R. Kelly never gets credit for the humor on his albums, largely because people see him as being mentally challenged. Like him or not, R. Kelly is one of the most important musicians of the last two decades and has more talent than almost all of his generation. It is a shame that he does not come from the culture that can allow him to express the camp masterpiece that is Trapped In The Closet. If that “hip-hopera” didn’t settle things, The Buffet’s opening track “Poem” should decide once and for all that he does indeed know that his music is sometimes very amusing. The pause for slurping is particularly funny.

Like Black Panties, there are songs here that could easily be sung by someone like Drake, particularly “Anything Goes” and “Wanna Be There.” As with so much in R. Kelly’s career, he makes sounding current seem effortless. Unlike Black Panties, however, things are not purely focused on modern sounds. The deluxe version of The Buffet, in particular, is as much a love letter to the music of the 1960s and 1970s as it is an attempt to keep up with modern R&B’s best.
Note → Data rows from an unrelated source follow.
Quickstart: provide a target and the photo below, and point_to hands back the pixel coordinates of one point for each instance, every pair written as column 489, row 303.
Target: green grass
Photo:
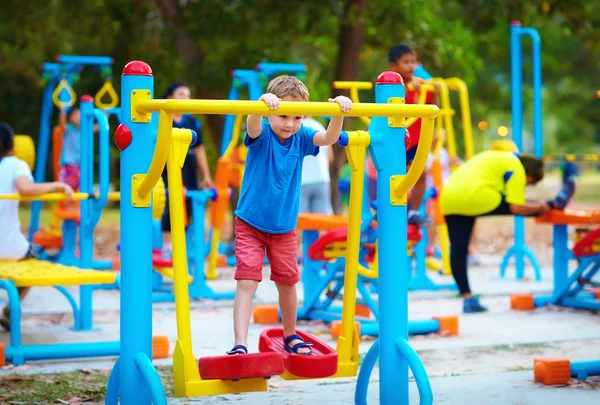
column 79, row 386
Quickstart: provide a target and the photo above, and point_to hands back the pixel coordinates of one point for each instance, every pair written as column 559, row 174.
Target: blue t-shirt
column 270, row 196
column 70, row 154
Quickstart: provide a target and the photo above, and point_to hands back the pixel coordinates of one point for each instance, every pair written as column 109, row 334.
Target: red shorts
column 282, row 252
column 70, row 174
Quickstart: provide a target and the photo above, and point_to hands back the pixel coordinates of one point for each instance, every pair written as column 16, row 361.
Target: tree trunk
column 350, row 42
column 192, row 56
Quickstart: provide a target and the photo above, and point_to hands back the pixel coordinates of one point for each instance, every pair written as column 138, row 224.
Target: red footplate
column 322, row 363
column 238, row 366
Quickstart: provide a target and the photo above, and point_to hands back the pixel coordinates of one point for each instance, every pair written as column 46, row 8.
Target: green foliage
column 202, row 41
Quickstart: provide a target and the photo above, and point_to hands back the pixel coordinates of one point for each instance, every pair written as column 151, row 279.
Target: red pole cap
column 389, row 78
column 137, row 67
column 123, row 137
The singles chosen for The Buffet do not represent the best of the album. “Backyard Party” is a lightweight “Happy People” while “Marching Band’ is awkward filth. However, other songs fare better. “Anything Goes” with Ty Dolla $ign is an early winner, featuring the splendid put-down “Pull up in that time machine / ain’t shit I would change though / I could buy your whole life and still have me some change though.” Other favorites are the ridiculous but endearing “Poetic Sex” and the sweet as fuck slow jam, “Get Out of Here With Me.”

The Buffet is an album that you have to live with for a while, and its best tracks are found in its second half when things take a road into Love Land and Love Letter territory with open-hearted, feel-good, old-school love songs. In many ways, The Buffet is an encapsulation of Kelly’s career. While people might think of Kells as a sexual deviant, his mind has been just as fixed on being the Sam Cooke for his generation as it has on being the new Prince.

“All My Fault” is perhaps the best song on the album and could have easily fit on Kelly’s earlier LPs. “Sufferin,” available on the deluxe version, is a straight-up Otis Redding jam, while “Keep Searching” includes more than a few Michael Jackson-isms. The album also includes several good collaborations including “Let’s Be Real Now” with Tinashe and “I Just Want To Thank You” featuring Afropop star WizKid.

It is easier to think of R. Kelly as a brain-dead monster whose creations are worthless. In reality he is a complex individual who has produced some of the most beautiful and best songs of the last two decades. You are missing out on some of the greatest R&B of all time if you can’t get over the person behind the music. The Buffet has as many contradictions as the man himself. It is at times delicate and at times coarse as fuck. It is simultaneously a sequel to both 12 Play and Love Letter and is all the better for it.

The Buffet was released on December 11 from RCA Records/Sony Entertainment.